Posted on Sep 23, 2016
Paul Graubard is a self-taught artist based in Lenox, Massachusetts, whose works reference American folklore and Jewish traditions. Though he arrived at painting through grief and trauma, his artworks articulate joy. The painting on paper “The Jewish Cowboy” was recently acquired by the museum through the generosity of Londa Weisman. Below, Paul talks about this piece, painting, and childhood memories of bicycling. –Laura Addison, Curator of North American & European Folk Art.
What a sight – a bicycle equipped with long-horned-cattle handlebars ridden by a one-armed Chasid delivering kosher beef. A bicycle meant everything to me as a boy. It was freedom, pure and simple. Riding a bike let me roam New Jersey – Clifton with its Polish and Czech neighborhoods, Paterson with its silk mills and nearby mountains, and Montclair where the rich people lived. What a vast world compared to my tiny Jewish neighborhood.
My street buddies and I often rode in a pack – Bobbie, Mert, Moishe, Dickie and Floyd. This was during WWII and even children received civil defense training. We rode around, scouring the telephone poles where German spies might be transmitting messages to U-boats lurking off the Jersey shore. We imagined this to be a contribution to the war effort.
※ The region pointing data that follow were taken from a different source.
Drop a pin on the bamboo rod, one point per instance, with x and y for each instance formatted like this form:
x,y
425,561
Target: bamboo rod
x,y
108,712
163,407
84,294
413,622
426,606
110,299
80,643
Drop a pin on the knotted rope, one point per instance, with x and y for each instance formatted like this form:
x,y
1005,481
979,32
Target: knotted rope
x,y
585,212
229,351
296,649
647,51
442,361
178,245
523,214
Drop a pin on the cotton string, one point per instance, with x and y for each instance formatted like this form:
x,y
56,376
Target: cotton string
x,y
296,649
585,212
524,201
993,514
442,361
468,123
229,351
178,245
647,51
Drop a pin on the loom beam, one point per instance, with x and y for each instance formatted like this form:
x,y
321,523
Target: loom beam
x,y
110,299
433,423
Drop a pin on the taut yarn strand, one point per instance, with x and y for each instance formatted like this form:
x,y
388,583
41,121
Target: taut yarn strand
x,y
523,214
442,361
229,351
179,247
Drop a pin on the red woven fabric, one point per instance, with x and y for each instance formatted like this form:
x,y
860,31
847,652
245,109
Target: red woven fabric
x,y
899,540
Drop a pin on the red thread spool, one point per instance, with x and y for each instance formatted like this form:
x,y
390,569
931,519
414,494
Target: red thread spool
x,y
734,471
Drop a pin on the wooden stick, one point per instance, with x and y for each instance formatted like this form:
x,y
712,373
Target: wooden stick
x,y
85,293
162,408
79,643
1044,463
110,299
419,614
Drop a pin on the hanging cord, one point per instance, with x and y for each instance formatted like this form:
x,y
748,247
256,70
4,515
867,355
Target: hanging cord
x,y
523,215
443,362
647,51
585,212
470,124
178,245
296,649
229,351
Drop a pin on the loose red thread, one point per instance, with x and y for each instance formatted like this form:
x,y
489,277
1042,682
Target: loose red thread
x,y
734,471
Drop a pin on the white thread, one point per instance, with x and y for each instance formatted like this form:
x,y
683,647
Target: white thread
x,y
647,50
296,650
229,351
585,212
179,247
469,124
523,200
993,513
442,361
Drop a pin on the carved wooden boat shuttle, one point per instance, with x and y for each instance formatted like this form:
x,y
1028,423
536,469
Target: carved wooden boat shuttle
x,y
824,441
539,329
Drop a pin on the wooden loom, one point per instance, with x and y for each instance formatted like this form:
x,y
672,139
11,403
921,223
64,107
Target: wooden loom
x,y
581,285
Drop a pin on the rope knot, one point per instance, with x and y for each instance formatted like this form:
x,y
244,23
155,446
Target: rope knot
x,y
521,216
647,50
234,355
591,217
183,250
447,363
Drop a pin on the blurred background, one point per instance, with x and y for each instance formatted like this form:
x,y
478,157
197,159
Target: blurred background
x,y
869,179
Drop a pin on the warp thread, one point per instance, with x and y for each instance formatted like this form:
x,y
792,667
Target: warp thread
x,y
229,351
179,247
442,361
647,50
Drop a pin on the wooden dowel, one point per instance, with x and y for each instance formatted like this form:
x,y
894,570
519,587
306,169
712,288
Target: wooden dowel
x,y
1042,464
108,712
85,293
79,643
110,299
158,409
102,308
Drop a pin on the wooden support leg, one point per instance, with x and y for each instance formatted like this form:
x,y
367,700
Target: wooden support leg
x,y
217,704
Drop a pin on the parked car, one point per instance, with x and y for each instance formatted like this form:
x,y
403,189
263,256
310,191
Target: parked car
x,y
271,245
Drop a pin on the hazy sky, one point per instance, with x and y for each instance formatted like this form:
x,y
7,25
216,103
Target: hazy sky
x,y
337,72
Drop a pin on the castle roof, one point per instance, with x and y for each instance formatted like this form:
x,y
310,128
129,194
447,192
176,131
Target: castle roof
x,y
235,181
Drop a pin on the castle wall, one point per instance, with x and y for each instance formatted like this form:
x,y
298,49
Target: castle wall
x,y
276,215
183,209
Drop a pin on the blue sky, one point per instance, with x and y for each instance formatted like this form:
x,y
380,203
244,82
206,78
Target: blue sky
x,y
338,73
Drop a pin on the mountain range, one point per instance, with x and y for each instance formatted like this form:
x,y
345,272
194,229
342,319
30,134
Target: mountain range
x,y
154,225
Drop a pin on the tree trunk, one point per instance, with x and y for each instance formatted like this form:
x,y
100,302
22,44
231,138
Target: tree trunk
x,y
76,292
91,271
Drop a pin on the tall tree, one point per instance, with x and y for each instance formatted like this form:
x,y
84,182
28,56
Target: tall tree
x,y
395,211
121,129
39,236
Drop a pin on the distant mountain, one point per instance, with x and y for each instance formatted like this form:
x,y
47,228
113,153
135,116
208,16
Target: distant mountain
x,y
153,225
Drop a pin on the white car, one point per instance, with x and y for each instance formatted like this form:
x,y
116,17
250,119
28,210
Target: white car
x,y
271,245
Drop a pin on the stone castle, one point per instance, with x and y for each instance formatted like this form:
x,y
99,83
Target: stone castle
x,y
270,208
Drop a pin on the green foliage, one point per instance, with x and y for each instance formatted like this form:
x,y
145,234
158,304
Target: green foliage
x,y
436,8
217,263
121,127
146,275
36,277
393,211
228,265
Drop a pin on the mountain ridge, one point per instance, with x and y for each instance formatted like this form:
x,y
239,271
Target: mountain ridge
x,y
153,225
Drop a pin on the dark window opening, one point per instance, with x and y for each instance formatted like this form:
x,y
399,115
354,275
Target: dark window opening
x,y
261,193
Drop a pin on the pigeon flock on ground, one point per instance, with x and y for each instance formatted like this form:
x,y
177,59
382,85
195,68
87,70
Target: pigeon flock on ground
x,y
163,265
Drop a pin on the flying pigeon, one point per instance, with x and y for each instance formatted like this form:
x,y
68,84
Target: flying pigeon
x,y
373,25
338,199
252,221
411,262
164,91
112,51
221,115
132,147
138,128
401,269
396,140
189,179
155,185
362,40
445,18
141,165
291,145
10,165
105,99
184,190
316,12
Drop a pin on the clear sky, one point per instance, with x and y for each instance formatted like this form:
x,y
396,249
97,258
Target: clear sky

Every time I got on a bike I felt adventure might unfold. I was on my own. I could not be reached and asked or required to do things I didn’t want to do. It was great to get out from under. Painting, for me, is like riding a bike. You’re free. You can go wherever you want, do whatever you want. The only voice I have to listen to is my own. It is no accident that my early work is filled with bicycles. I love to play, to roam, the outdoors, my Jewishness, and food. The Jewish Cowboy weds these loves.